Mt 24,7: Es werden hier und dort Hungersnöte, Seuchen und Erdbeben geschehen.

Jesus kündigt schwere Zeiten an

Und doch macht er keine Zukunftsangst. Seine Hilfe wird in aller Bedrängnis bei uns bleiben. An uns liegt es, standhaft zu bleiben und auf Gott zu vertrauen.

Jesus, der das alles zu uns sagt, ist größer als die ganze Welt. Wenn wir uns das bewusst machen, dann spüren wir: Wie klein sind doch unsere Sorgen und Ängste.

In unserer Ohnmacht können wir uns an ihn wenden. Bei ihm finden wir Zuflucht. Er steht uns bei und stärkt unsere Hoffnung, damit wir uns nicht irre machen lassen, sondern unbeirrt weiter auf dem Weg der Nachfolge gehen.

Denn er ist bei uns alle Tage, bis zum Ende der Welt. Die schrecklichen Bilder werden nicht deshalb gezeichnet, um uns zu entmutigen, sondern um uns im Vertrauen auf Gott und seine Fürsprache im Glauben zu stärken.

Frage: In welchen Momenten meines Lebens darf ich Jesus besonders als Zuflucht erleben und meine Sorgen in seine Hände legen?

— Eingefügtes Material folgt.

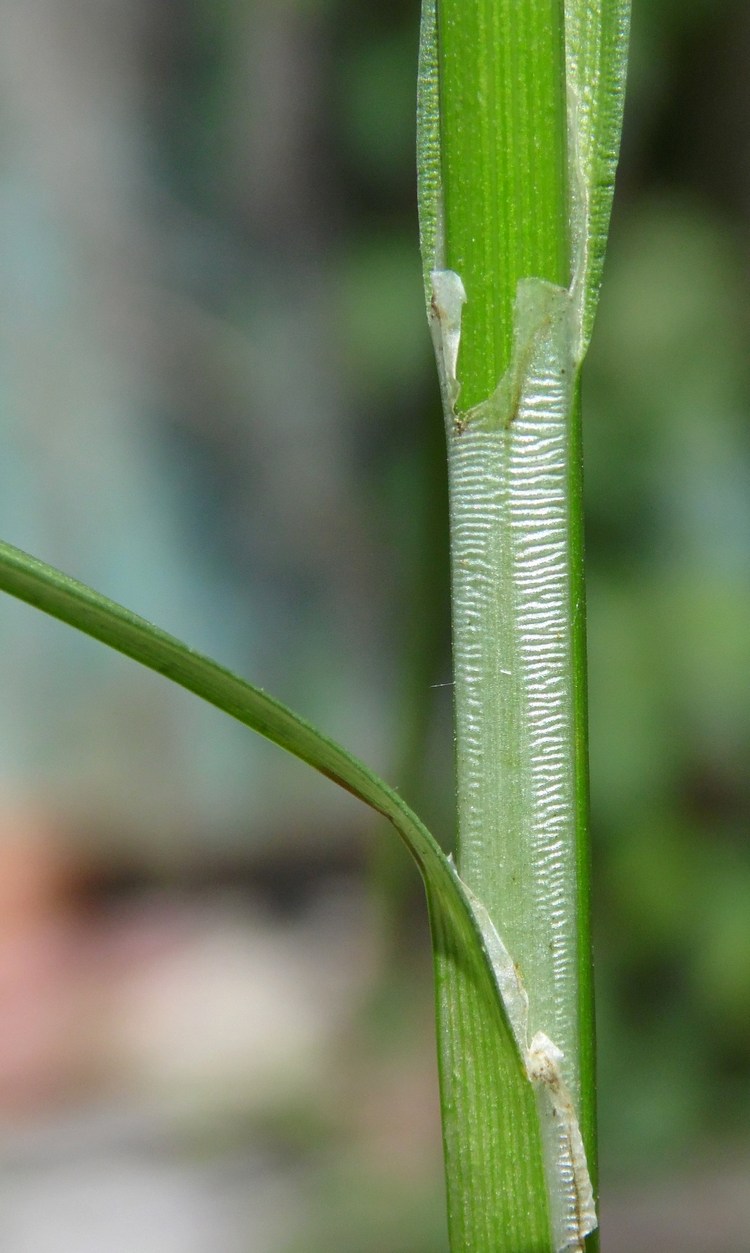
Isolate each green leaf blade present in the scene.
[0,543,548,1253]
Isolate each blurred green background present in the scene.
[0,0,750,1253]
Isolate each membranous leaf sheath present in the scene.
[419,0,627,1248]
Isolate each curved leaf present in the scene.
[0,543,550,1253]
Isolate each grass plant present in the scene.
[0,0,627,1253]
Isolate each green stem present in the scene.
[437,0,571,408]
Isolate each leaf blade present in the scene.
[0,541,548,1253]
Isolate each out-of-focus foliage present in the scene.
[0,0,750,1253]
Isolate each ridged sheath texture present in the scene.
[448,283,580,1101]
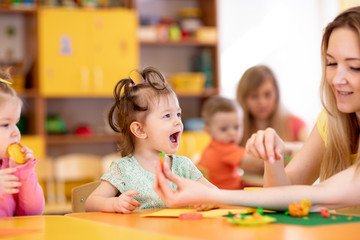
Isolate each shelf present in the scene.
[0,5,37,13]
[175,88,218,98]
[46,134,120,145]
[17,89,39,98]
[140,39,217,47]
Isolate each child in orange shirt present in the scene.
[198,97,245,189]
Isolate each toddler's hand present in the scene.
[0,168,21,194]
[9,143,34,167]
[194,203,220,211]
[114,191,141,213]
[20,143,34,162]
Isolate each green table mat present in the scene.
[225,212,360,226]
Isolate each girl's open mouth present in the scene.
[169,132,180,143]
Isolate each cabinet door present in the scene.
[39,9,91,96]
[91,9,139,96]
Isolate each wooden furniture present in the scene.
[0,0,220,214]
[54,153,101,203]
[0,0,219,157]
[71,181,100,213]
[66,210,360,240]
[0,215,173,240]
[0,210,360,240]
[133,0,220,122]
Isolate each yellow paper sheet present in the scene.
[142,208,252,218]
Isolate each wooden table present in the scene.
[0,215,181,240]
[66,210,360,240]
[0,210,360,240]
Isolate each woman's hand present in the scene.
[0,168,21,194]
[113,191,141,213]
[245,128,285,163]
[154,164,217,207]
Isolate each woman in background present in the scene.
[236,65,307,186]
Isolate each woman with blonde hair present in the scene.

Mt 24,8: ‭Dies alles ist der Anfang der Wehen.‭

Vers 9 Verfolgung und Hass

Mt 24,9: Dann wird man euch der Drangsal preisgeben und euch töten; und ihr werdet gehasst sein von allen Heidenvölkern um meines Namens willen.

Jesus Christus ist die Antwort

Die letzte Antwort auf die Frage nach dem Menschen und seiner Zukunft am Ende der Welt ist Jesus Christus selbst. Er, Jesus, hat sein ganzes Vertrauen auf den Vater gesetzt. In dessen Hände hat er sein Leben gelegt.

In aller Anfechtung und in aller Angst vor dem Leiden und dem eigenen Tod ist er diesem Gott, sich selbst und seinem Auftrag treu geblieben. Und Gott hat ihn nicht enttäuscht. Er hat seinen Sohn auch im Tod nicht allein gelassen.

Ja, er hat ihm in der Auferstehung das neue und ewige Leben geschenkt. Und genau das ist auch die Zusage an uns. Bei seiner Wiederkunft wird er die Mauern des Todes durchbrechen und den Weg öffnen für einen neuen Himmel und eine neue Erde, wo es keine Trauer, keine Klage und kein Leid mehr geben wird.

Frage: Wie kann ich mein Vertrauen und meine Treue in meinem eigenen Leben vertiefen, auch in Zeiten der Angst und des Zweifels?

Vers 10-11 Abfall und Verrat

‭Mt 24,10: Und dann werden viele Anstoß nehmen, einander verraten und einander hassen.‭

Dann werden viele Anstoß nehmen

Matthäus 24,10 spricht von einer Zeit großer Prüfungen, in der viele vom Glauben abfallen, einander verraten und hassen werden.

Jesus warnt seine Jünger vor kommenden Verfolgungen und innerer Spaltung unter den Gläubigen. Diese Worte beziehen sich auf endzeitliche Ereignisse, können aber auch allgemein auf Zeiten des Drucks und der Verfolgung angewendet werden.

Der Vers zeigt, dass äußere Bedrängnis oft zu inneren Konflikten führt. Menschen, die einst gemeinsam glaubten, könnten sich in schweren Zeiten voneinander abwenden.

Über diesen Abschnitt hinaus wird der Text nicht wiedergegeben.